Major tsunami averted ~ Deflation subdues lava viewing fun

~ Full Moon-Feb27-2010 -- Above a Tsunami survivor: the Island of Hawaii ~
(Click on the image for a larger size)

I was hoping to post photos of waves sweeping over roads or other exciting (non-life threatening) tsunami images, but we were spared the anticipated 9 to 12-foot waves forecast to hit here at 11:00 Saturday the 27th of February - generated from the devastating 8.8 magnitude Chilean earthquake from the day before; but we did get a tsunami beginning about 11:20 AM.
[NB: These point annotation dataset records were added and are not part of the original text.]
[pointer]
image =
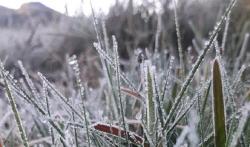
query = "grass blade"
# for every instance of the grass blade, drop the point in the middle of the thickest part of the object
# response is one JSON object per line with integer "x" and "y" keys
{"x": 218, "y": 106}
{"x": 15, "y": 111}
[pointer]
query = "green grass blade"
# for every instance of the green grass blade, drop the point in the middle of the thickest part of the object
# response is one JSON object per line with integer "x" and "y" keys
{"x": 218, "y": 107}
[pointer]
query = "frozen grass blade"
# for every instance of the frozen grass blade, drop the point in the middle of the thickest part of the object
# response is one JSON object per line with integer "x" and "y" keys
{"x": 14, "y": 109}
{"x": 73, "y": 62}
{"x": 117, "y": 66}
{"x": 198, "y": 62}
{"x": 224, "y": 39}
{"x": 60, "y": 95}
{"x": 241, "y": 125}
{"x": 45, "y": 95}
{"x": 218, "y": 107}
{"x": 149, "y": 89}
{"x": 110, "y": 61}
{"x": 178, "y": 33}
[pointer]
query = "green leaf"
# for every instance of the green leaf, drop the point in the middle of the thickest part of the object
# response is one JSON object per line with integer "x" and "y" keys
{"x": 218, "y": 107}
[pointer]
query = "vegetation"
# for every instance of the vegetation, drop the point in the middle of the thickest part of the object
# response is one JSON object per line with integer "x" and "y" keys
{"x": 153, "y": 99}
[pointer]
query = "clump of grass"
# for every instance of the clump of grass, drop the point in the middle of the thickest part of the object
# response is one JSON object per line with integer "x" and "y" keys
{"x": 153, "y": 106}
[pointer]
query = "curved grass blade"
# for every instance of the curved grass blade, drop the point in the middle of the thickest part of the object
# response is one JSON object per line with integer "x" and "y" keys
{"x": 218, "y": 107}
{"x": 15, "y": 111}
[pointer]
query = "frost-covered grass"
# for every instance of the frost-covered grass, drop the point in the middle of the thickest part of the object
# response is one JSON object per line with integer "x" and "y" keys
{"x": 157, "y": 100}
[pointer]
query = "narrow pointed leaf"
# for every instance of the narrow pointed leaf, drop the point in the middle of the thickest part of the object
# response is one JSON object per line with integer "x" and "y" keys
{"x": 218, "y": 107}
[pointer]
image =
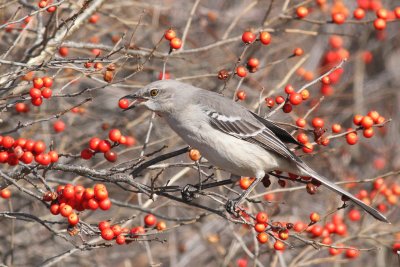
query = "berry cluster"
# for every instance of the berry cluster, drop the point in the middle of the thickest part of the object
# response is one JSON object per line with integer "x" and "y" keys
{"x": 104, "y": 146}
{"x": 68, "y": 198}
{"x": 41, "y": 89}
{"x": 25, "y": 150}
{"x": 110, "y": 232}
{"x": 5, "y": 193}
{"x": 174, "y": 42}
{"x": 45, "y": 3}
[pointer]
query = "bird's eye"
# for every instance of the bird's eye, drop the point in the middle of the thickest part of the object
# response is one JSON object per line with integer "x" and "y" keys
{"x": 153, "y": 92}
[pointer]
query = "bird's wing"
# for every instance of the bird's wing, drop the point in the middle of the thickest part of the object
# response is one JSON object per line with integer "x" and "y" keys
{"x": 250, "y": 130}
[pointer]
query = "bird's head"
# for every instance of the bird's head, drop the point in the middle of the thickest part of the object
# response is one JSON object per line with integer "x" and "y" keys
{"x": 159, "y": 96}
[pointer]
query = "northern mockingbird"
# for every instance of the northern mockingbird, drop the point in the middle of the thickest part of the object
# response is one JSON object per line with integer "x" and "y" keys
{"x": 229, "y": 136}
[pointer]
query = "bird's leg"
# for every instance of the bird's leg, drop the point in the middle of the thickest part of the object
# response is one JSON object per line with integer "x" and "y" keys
{"x": 232, "y": 204}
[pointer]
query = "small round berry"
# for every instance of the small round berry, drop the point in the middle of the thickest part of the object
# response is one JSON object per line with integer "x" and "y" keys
{"x": 169, "y": 34}
{"x": 265, "y": 38}
{"x": 248, "y": 37}
{"x": 262, "y": 217}
{"x": 37, "y": 83}
{"x": 63, "y": 51}
{"x": 287, "y": 108}
{"x": 47, "y": 81}
{"x": 351, "y": 138}
{"x": 314, "y": 217}
{"x": 301, "y": 12}
{"x": 317, "y": 122}
{"x": 338, "y": 18}
{"x": 175, "y": 43}
{"x": 279, "y": 100}
{"x": 279, "y": 245}
{"x": 336, "y": 128}
{"x": 300, "y": 122}
{"x": 253, "y": 62}
{"x": 262, "y": 237}
{"x": 359, "y": 13}
{"x": 123, "y": 103}
{"x": 47, "y": 92}
{"x": 114, "y": 135}
{"x": 107, "y": 234}
{"x": 379, "y": 24}
{"x": 241, "y": 71}
{"x": 295, "y": 99}
{"x": 289, "y": 89}
{"x": 150, "y": 220}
The shores directly in front of my house were the first ones in all of Hawaii affected by the incoming waves, next was Hilo Bay. What we saw was a reseeding of water, followed by a rush of water back in that looked like a super fast high-low tidal event: stronger each time for the first four waves, then decreasing after that for nearly an hour. For awhile it was like, “Oh! This IS happening!”… But we could soon see it was not going to become serious.

Watch the water and reefs as these sped up images show the first few tsunami surges in this poor quality home web cam at a Hilo hotel lanai overlooking Coconut Island in Hilo Bay shows a time-lapse of this event

Otherwise the most exciting part was the blaring tsunami warning sirens waking us all up at 6:00 AM, and repeated every hour until 11:00AM. It was an absolutely perfect Hawaiian weather day as well. Surfing seemed the logical plan for the day except the ocean currents were majorly messed up for safe paddling out there.

So the only photo I took on this infamous event day/night was this Full Tsunami Moon out my bedroom window.

Magma pressures beneath Halema’uma’u & Pu`u O`o crater’s has dropped considerably in the past few days, resulting in minimal views of active lava being seen either in the day or after dark. This is true for both the Hawaiian Volcanoes National Park’s Kilauea pit-crater lava vent (the Halema’uma’u), as well as sightings of lava from the Hawaii County Civil Defense viewing area’s off the end of highway 130 near Kalapana.

Until a return of inflationary magma pressure within the volcano I would expect only moderate glowing of lava at either active location after dark; weather permitting. If you have never seen lava glowing colors after dark then both venues may be worth trying to see.